Et puis, la remontée, et puis quelques promesses (Féfé, la défense de fer autour de Janot Diawara Hognon Camara Ilunga, l’entente Ilan-Piquionne), et quelques frayeurs immenses (nos 17èmes places au printemps). Et puis Galette, et le miracle de la concrétisation conjuguée de nos rêves et de nos fantasmes. J’avoue, j’ai péché oui. Par naïveté. Croyant, pas longtemps, mais un peu quand même, qu’on s’était enfin installé là-haut, à notre place, pour de bon, pour toujours. Pourtant je me rappelle ces soirs à me répéter, en rentrant de Geoffroy, qu’il fallait apprécier tout cela, goûter ce bonheur d’être là où personne n’osait plus espérer être, quand le siècle démarrant nous baladait d’humiliations en colères, de déprimes en résignations. Je croyais être vigilant, mais on s’habitue, c’est humain, aux succès et à l’illusion de leur permanence.

A ma décharge, Châteauroux semblait si loin ce soir de novembre 2015, quand je goûtais à Trondheim au plaisir d’une virée au bout de l’Europe pour aller décrocher une première place de poule par la grâce d’un pénal obtenu par Hamouma. Cette nuit qui tombe si tôt en Norvège, j’aurais dû y voir un signe. Quelques mois plus tard, je retrouvais ma prétentieuse lucidité, quand, pris d’un vertige au son des quelques sifflets de fin de règne de Galette, je me vis tel le Christ en croix, lançant aux impatients d’Henri Point pardonnez-leur, ils ne savent pas ce qu’ils font. Ils ne savaient pas que cette 8ème place, qu'ils jugaient indigne, serait cinq ans plus tard un paradis perdu.

Vingt ans ont passé, et rien n’a changé ou presque. Nous revoilà derniers de Ligue 2, avec comme seule variante, les huis clos, que les kops s’infligeaient eux-mêmes à l’époque, pas besoin de cette maudite Ligue et de son réflexe idiot et improductif de la sanction collective au moindre fumi. La passion aussi n’a pas changé, la mienne, la nôtre, celle qui exponentialise tout, qui fait de nos succès des triomphes, de nos parcours des épopées, de nos défaites des tragédies et de nos descentes d'interminables enfers.

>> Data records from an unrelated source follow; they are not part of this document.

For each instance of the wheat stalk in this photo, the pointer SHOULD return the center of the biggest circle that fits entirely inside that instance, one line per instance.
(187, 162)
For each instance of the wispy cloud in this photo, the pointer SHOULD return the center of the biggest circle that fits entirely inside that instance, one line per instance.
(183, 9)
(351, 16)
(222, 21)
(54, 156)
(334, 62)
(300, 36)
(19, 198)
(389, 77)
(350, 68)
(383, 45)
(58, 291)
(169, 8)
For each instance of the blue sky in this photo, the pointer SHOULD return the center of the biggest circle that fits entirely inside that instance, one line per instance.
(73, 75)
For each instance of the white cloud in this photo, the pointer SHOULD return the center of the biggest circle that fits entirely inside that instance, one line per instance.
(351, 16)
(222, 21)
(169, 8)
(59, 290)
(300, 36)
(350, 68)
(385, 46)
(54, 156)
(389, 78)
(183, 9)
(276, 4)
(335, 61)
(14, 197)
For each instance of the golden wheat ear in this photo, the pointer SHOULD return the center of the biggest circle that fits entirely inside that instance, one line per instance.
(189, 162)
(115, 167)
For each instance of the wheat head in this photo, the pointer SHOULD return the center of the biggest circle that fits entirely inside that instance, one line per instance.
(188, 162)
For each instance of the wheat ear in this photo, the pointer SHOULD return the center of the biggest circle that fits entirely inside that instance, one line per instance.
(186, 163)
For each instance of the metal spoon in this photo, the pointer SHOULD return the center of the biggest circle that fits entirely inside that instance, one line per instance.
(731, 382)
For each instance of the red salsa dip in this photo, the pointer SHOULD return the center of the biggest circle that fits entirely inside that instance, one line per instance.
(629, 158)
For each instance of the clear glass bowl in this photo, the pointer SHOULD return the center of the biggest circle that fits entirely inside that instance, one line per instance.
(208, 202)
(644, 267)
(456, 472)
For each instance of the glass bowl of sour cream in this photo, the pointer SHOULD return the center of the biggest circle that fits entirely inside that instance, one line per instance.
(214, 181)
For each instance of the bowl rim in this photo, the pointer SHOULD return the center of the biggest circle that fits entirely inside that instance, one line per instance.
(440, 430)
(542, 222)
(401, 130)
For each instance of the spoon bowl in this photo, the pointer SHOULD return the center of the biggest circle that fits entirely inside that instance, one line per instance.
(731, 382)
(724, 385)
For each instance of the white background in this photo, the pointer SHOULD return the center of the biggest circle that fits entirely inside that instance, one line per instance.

Il y a 20 ans, il ne restait que quelques mois avant que Romeyer et Caïazzo sortent du bois. Bompard père, après nous avoir fait monter haut, avait fait replonger le club. Au moins avait-il le courage de venir encore au match. Au moins allait-il préparer sa remise sur pieds avant d'avoir l’élégance de s’effacer, en vendant le club six mois plus tard.

A ce stade, on prierait pour que, dans ce domaine aussi, l’histoire ait le bon goût de se répéter.